Altılı masa diye anılsa da dağdaki çoban dahil herkes biliyor ki o masa aslında yedili.

Yedinci ortağın ya gölgesi düşüyor masanın üstüne yahut örtünün altında gizleniyor.

İskambil kâğıtlarıyla bir numara yapmak isteyenler, göstermek istemedikleri bir kâğıdı, görünenlerden birinin arkasına saklar ya işte o hesap.

Kartların hepsini açık açık gösterseler, o zaman yapacakları numaranın bir anlamı kalmaz.

Çocuk bile anlar.

*

Soru şöyle olsa gerek:

“Altılı masa olarak anılan, fakat aslında yedili olan masa, cumhurbaşkanı adayını belirleyebilir mi?”

Cevap verelim: Belirleyemez.

“Adayımız Kılıçdaroğlu diyebilir mi?”

Diyemez.

Çünkü masalar konuşamaz.

Etrafındakiler konuşabilir.

Soruyu soran “Zaten onları kast etmiştik” dese ne yazar?

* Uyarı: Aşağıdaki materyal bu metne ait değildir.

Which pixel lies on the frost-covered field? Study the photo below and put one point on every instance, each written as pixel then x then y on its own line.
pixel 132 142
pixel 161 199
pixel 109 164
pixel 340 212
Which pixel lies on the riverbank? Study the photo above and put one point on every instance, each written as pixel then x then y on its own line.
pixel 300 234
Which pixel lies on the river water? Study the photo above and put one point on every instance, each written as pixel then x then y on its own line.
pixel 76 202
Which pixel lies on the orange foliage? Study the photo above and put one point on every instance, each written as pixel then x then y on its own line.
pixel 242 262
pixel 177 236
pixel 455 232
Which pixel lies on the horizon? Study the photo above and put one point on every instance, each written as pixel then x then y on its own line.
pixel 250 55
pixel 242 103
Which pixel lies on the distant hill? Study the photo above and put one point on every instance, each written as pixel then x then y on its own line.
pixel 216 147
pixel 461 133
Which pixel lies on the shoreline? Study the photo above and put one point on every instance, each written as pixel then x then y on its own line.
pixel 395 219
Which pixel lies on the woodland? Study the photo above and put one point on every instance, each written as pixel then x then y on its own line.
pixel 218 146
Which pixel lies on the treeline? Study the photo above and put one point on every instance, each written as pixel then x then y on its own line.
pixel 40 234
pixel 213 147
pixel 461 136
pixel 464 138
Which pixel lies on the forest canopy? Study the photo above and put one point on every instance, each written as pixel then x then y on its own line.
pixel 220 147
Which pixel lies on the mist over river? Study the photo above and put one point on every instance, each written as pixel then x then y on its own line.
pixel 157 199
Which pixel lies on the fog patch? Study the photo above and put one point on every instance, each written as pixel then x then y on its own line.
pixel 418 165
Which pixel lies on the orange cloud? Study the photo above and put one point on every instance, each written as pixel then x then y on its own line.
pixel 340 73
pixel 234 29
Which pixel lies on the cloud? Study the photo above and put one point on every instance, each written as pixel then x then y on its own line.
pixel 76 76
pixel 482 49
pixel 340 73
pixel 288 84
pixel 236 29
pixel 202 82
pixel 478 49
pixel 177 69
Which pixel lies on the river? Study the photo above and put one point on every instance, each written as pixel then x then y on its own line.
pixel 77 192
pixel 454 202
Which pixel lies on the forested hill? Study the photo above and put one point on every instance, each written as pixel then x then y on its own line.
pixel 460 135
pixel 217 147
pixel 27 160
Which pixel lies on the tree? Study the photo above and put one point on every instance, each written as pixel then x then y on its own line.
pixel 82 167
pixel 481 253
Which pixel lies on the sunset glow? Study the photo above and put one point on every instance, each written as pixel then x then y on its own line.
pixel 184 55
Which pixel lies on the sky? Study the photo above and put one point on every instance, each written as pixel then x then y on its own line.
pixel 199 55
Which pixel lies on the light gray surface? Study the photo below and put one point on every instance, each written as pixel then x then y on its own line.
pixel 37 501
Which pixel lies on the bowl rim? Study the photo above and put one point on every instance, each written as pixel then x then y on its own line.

Anlamamış gibi yapma hakkımızı kullandık.

Nasıl ki masa etrafındakiler öyle davranıyor, aslında her biri en uygun adayın kendisi olduğunu düşünüyor fakat hiçbir sorun yokmuş gibi buluşma sürdürülüyorsa, biz de pekâlâ masa konuşmaz, etrafındakiler konuşur diyebiliriz.

Hatta, etrafındakiler için de aynı cevaplar geçerli.

O masadan bir ortak aday çıkması çok zor.

Kemal Bey’in gösterilmesinin zorluğu, diğerlerinin zorluk derecesinden az değil.

*

Altı aydan beri buluşuyorlar. Sonrasında basına yansıyan bilgi, masadaki yemeklerden öte geçmiyor.

(Engin Ardıç bamya çorbasını bilmiyormuş. Kimsenin duymadığı yemekleri bilir fakat bundan habersiz. Ben de bunu yadırgadım. Ahmet Bey, acilen onu Konya’ya davet edip ikramda bulunmalı.)

Her toplantı sonrasında “Masada aday konuşmadık” açıklaması yapılıyor.

Yahu ayda bir toplanıyorsunuz. Aday konuşmuyorsanız, ne konuşuyorsunuz?

Havadan sudan mı bahsediyorsunuz?

Romatizmadan, siyatikten, diş tedavisinden, kıl dönmesinden mi konu açılıyor?

Nedir mevzu?

Emeklilere verilen bayram ikramiyesini ne zaman çekeceğiniz mi?

Bankamatiğe beraber gitme kararı aldınız mı?

*

“Adayımızı açıklarsak, yıpranır.”

Aylardır bunu söylemekten usanmadılar.

Yahu Kemal Bey on iki yıldır girdiği bütün seçimlerden yenik ayrıldığı hâlde koltuğunu korumayı başardı.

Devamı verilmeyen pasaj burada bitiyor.